Unabhängig von den Charakteren hat mich manchmal auch die Übersetzung gestört. Für ein Verlagsbuch gab es echt viele Rechtschreib- und Grammatikfehler. Ärgerlich, wäre aber nicht ganz so schlimm gewesen, hätte es nicht zwischendurch immer wieder Sätze gegeben, die ins Leere laufen. Mehrfach gab es Wortaneinanderreihungen, die einfach keinen Sinn ergeben haben. Von Anfang an habe ich mich mit dem Stil etwas schwer getan, da der Autor eine Vorliebe für lange sowie Schachtelsätze hat (siehe erster Satz des Buches). Manchmal wusste ich auch nach zweimaligem Lesen des Satzes nicht, welche Information er mir damit vermitteln möchte. Das ließ sich jedoch alles ignorieren. Nur die Sätze, bei denen der Übersetzer scheinbar selbst den Faden verloren hat, haben mich jedes Mal aus dem Lesefluss gerissen.

Diese Unstimmigkeiten haben sich durch das gesamte Buch gezogen, sind aber in der ersten Hälfte deutlich mehr aufgefallen, denn ungefähr ab der Mitte hat der Autor mit dem aufgewartet, was mir an diesem Buch eindeutig am besten gefallen hat: Spannung. Die ganze zweite Hälfte war so nervenaufreibend spannend, dass ich sie in einem Rutsch verschlungen habe. Zu Beginn waren es noch geheime Pläne und Spione, die mich in Atem gehalten haben, zum Schluss dann die U-Jagd, die nicht nur zwischen dem Amerikaner und dem Nordkoreaner stattfindet, sondern auch einen chinesischen Mitspieler hat. Da es bei Auseinandersetzungen zwischen U-Booten immer um Alles oder Nichts geht, hat allein das schon die Dramatik enorm erhöht. Doch auch die Ungewissheit, wie der Chinese agieren würde, hat meinen Puls in die Höhe getrieben. Am meisten mitgenommen hat mich allerdings der ständige Wechsel aus Agieren und Reagieren.

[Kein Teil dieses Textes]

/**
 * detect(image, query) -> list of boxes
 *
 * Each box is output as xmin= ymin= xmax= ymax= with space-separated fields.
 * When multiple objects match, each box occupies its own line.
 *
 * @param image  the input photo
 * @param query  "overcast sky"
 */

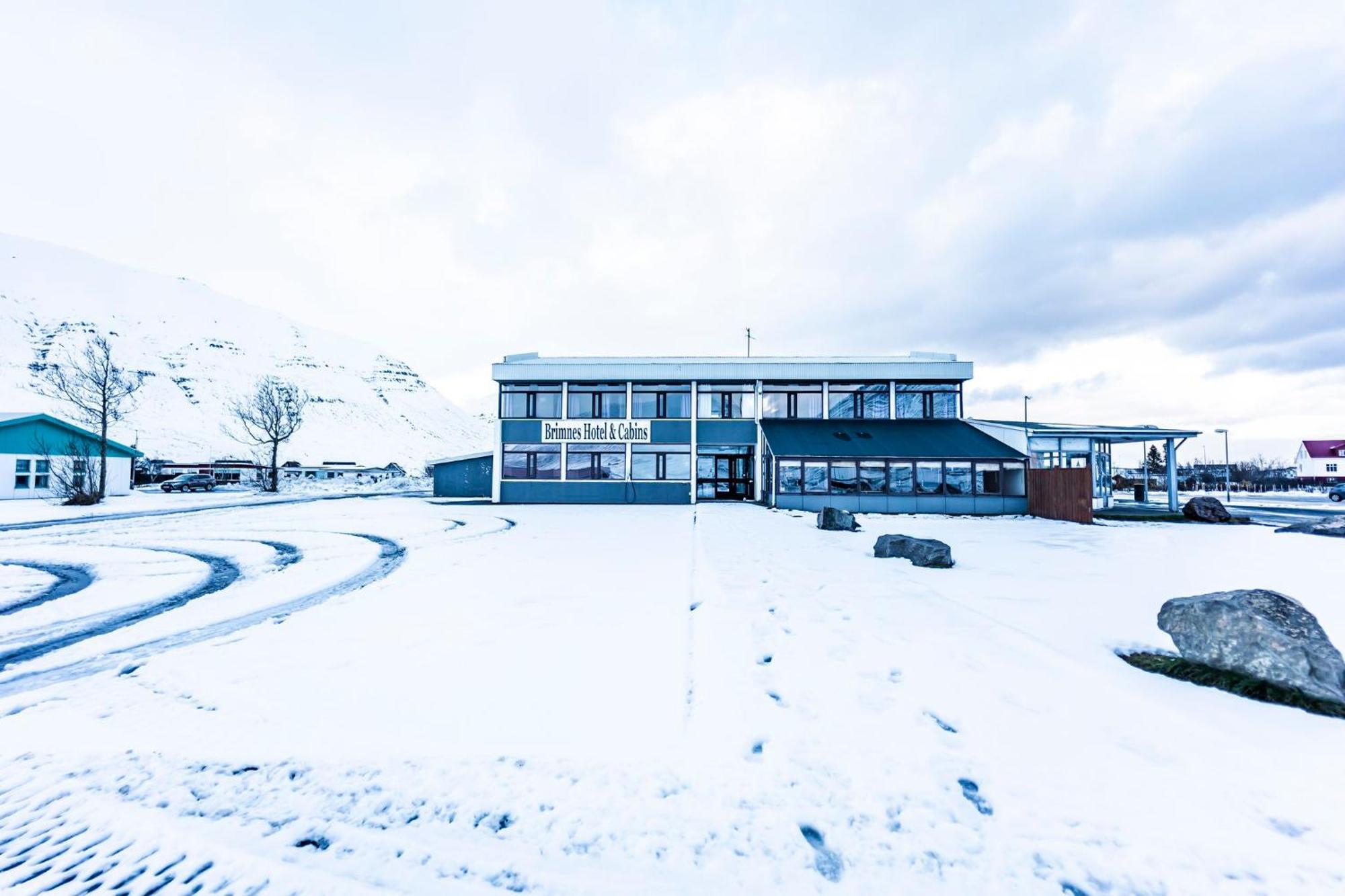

Nach jedem Angriff verstecken sich die U-Boote voreinander, müssen sich erst wiederfinden, bangen darum, nicht in einen Hinterhalt zu fahren und dass ihre Täuschkörper die Torpedos abfangen. Da dieses Katz-und-Maus-Spiel aus allen drei U-Booten geschildert wird, war die Spannung bis zum Ende wirklich enorm. Der Autor zögert den finalen Schlag so lange hinaus, dass ich schon befürchtet hatte, das Buch würde enden, bevor es soweit ist.

Fazit
In der Grundstruktur war das Buch genau so, wie ich U-Boot-Thriller mag: Viele Perspektiven, technische Begrifflichkeiten, mit Nachrichtendienstlern und Kapiteln aus der Sicht der Terroristen. In der zweiten Hälfte war das Buch außerdem nervenaufreibend spannend mit einem dramatischen Katz-und-Maus-Spiel. Leider gab es auch einige Kritikpunkte: Die Charaktere waren mir allesamt unsympathisch bis gleichgültig, teilweise benehmen sie sich unglaubwürdig, für den Protagonisten wird eine unpassende Instant-Liebe aus dem Hut gezaubert und die Übersetzung war durch viele Rechtschreib- und Grammatikfehler sowie sinnfrei ins Nichts laufende Sätze auch eher weniger gelungen. „Red Shark“ ist ein U-Boot-Thriller wie Tom Clancys 'Jagd auf Roter Oktober', nur bei Weitem nicht so gut und bekommt daher nur drei Schreibfedern.